The ceremony was a lesson in citizenship for the students, and for many of their parents who came along for the event.
"They said it was the most impressive thing they'd ever seen," says the U.S.-born Harms. "There were 55 people from 29 different countries becoming (Canadian) citizens."
It turned out to be an emotional moment for Harms, even though it wasn't her first time in citizenship court.
"I told the parents, as we were getting the kids ready, I feel like I'm going to a wedding."
Her husband, Dr. Leonard Harms, had taken the oath a few years before. Her daughter Kendra has taken the written test to become a citizen, and is awaiting notification of her day to be sworn in.
"My husband travels a lot and he finds having the Canadian passport he's always welcome," she says.
Although she's a teacher, Harms says the prospect of studying for a citizenship test was daunting. She was pleased, though, to discover that people 60 or over don't have to take the test.

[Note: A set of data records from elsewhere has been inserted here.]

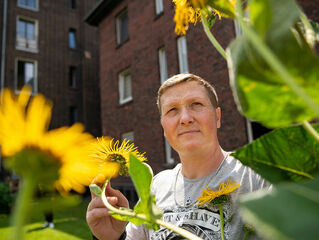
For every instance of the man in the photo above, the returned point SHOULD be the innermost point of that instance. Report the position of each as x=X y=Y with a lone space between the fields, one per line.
x=190 y=117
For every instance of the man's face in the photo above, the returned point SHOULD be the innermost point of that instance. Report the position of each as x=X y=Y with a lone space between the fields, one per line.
x=188 y=118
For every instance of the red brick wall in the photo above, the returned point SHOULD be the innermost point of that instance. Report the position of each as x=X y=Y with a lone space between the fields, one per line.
x=147 y=33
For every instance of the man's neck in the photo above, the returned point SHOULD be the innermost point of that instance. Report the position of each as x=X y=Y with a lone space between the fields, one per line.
x=198 y=165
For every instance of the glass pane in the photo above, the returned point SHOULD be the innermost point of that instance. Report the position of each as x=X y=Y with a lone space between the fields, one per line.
x=182 y=54
x=20 y=75
x=22 y=2
x=72 y=39
x=29 y=73
x=124 y=27
x=31 y=3
x=21 y=29
x=162 y=65
x=30 y=31
x=159 y=6
x=127 y=87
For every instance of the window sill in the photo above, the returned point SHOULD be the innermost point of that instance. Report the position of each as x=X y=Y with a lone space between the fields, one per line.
x=36 y=9
x=158 y=15
x=125 y=101
x=122 y=43
x=32 y=50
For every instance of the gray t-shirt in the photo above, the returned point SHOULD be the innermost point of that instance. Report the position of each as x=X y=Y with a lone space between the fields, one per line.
x=176 y=196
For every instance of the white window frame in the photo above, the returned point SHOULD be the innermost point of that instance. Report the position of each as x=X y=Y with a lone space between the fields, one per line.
x=182 y=54
x=73 y=78
x=35 y=84
x=27 y=44
x=119 y=27
x=168 y=153
x=159 y=7
x=122 y=80
x=128 y=135
x=162 y=64
x=73 y=30
x=36 y=8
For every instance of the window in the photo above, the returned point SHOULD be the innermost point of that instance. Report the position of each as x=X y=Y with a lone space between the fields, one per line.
x=32 y=4
x=26 y=74
x=182 y=54
x=74 y=115
x=72 y=38
x=72 y=4
x=159 y=7
x=26 y=34
x=125 y=87
x=168 y=153
x=122 y=27
x=162 y=64
x=129 y=136
x=73 y=81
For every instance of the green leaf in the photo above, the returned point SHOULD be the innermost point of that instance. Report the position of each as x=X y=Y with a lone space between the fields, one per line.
x=260 y=13
x=260 y=93
x=292 y=211
x=286 y=154
x=224 y=7
x=96 y=190
x=142 y=177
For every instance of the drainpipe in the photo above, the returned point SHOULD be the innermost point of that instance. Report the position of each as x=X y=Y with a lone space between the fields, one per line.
x=3 y=53
x=249 y=129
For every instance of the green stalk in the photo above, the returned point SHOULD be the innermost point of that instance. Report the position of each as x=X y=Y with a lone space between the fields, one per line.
x=311 y=130
x=211 y=37
x=273 y=61
x=246 y=235
x=221 y=220
x=186 y=234
x=22 y=205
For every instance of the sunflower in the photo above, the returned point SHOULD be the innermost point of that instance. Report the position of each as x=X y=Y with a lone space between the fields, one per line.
x=185 y=14
x=106 y=150
x=210 y=196
x=24 y=131
x=190 y=11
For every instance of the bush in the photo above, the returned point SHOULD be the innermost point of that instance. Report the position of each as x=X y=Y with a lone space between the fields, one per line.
x=6 y=198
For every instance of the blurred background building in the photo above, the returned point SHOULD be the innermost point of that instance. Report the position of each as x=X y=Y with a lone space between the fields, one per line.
x=47 y=44
x=101 y=62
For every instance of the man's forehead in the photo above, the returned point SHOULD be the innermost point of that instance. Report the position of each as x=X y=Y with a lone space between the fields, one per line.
x=185 y=90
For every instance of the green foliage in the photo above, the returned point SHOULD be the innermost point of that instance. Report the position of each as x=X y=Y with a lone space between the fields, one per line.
x=6 y=198
x=292 y=211
x=285 y=154
x=260 y=92
x=146 y=208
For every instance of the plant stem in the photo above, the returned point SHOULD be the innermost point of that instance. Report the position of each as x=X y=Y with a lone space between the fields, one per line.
x=273 y=61
x=21 y=207
x=221 y=220
x=211 y=37
x=311 y=130
x=246 y=235
x=186 y=234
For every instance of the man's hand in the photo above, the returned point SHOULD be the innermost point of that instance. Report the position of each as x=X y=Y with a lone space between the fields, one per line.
x=102 y=225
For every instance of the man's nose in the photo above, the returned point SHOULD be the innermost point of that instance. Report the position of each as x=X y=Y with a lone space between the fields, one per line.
x=186 y=116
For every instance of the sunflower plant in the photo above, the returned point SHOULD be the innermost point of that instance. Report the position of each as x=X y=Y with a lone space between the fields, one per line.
x=273 y=70
x=218 y=197
x=43 y=159
x=130 y=162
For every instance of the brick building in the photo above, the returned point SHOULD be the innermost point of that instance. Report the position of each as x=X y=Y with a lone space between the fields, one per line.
x=138 y=50
x=47 y=44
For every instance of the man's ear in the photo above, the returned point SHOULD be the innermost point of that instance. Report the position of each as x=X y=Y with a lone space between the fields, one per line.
x=218 y=117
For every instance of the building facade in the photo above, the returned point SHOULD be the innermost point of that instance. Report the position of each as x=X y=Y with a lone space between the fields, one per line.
x=47 y=45
x=138 y=51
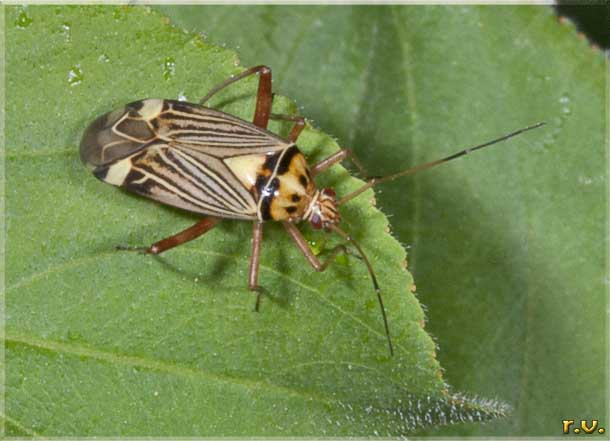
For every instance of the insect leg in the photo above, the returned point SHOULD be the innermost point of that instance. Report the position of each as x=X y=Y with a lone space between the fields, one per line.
x=192 y=232
x=257 y=239
x=321 y=266
x=299 y=124
x=306 y=250
x=263 y=96
x=337 y=157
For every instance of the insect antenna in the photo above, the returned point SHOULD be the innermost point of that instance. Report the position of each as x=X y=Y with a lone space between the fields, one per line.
x=350 y=239
x=378 y=180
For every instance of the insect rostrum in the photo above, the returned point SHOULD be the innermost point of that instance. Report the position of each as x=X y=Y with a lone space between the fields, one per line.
x=209 y=162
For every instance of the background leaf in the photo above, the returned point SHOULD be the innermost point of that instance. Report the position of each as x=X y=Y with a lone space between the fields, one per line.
x=508 y=247
x=105 y=343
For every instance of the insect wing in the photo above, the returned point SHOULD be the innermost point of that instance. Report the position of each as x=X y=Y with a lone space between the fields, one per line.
x=182 y=155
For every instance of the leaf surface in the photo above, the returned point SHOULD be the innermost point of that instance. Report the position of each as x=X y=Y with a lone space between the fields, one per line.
x=108 y=343
x=508 y=246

Not that a short quiz on Canada would have been a huge challenge anyway. Harms has had an interest in Canada ever since she was a little girl growing up in Oregon.

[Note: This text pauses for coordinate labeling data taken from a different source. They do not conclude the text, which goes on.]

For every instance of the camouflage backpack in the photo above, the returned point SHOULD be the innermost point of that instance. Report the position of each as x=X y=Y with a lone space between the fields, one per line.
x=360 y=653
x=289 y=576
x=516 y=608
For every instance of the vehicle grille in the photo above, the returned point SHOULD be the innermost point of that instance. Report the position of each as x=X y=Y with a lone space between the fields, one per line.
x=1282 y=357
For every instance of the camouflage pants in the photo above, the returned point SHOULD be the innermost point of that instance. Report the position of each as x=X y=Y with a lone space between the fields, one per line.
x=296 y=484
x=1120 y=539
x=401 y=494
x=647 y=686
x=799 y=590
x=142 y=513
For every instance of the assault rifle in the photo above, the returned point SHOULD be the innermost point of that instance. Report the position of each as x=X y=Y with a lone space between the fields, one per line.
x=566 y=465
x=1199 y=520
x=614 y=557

"Even in Grade 1, I listened to Yukon King on the radio," she says.
As an adult, she taught school children about Canadian geography. Then, while living in a small town in Montana not far from the Canadian border, she heard O Canada every morning on the radio.
"We could sing O Canada long before we moved here," she says.
In the 10 years she has lived here, Harms has traversed much of the true north, strong and free. She travels frequently to Vancouver and Edmonton, and loves driving across the Prairie provinces. She's visited Ottawa, Montreal and Toronto, where she visited the Group of Seven museum, and she dreams of taking a trip to the North. She has aboriginal friends in Dryden, Ont. who have taken her out onto the Canadian Shield lakes of the area.
"I have friends across Canada," she says.
Beautiful as she says the country is, Harms says it's the people who attracted her to become a citizen.
"Other places I've lived, women will talk about food, children. Here, in the circles I visit, the women are talking about politics."
In her own small school, there are two students whose families are going through the immigration process. As well, a group of recent arrivals from east Africa take language classes at the school.
Harms has also been inspired by conversations with Valerie Pierce, a parent at the school who teaches English as a second language. Through her, Harms has learned more about the work and sacrifice that many new Canadians make to come to Canada and adjust to life here.
That's why she decided to bring her students to the court to watch the swearing-in ceremony.
"I want the children to know that there are many people who would want to live in Canada because of what Canada has to offer," she says. "I want them to see this so they don't take it for granted. They'll never forget this."
And given the timing of her swearing-in ceremony, Harms isn't going to take her citizenship rights for granted when this spring's provincial election comes.
"I am listening very carefully. I really believe my vote does count."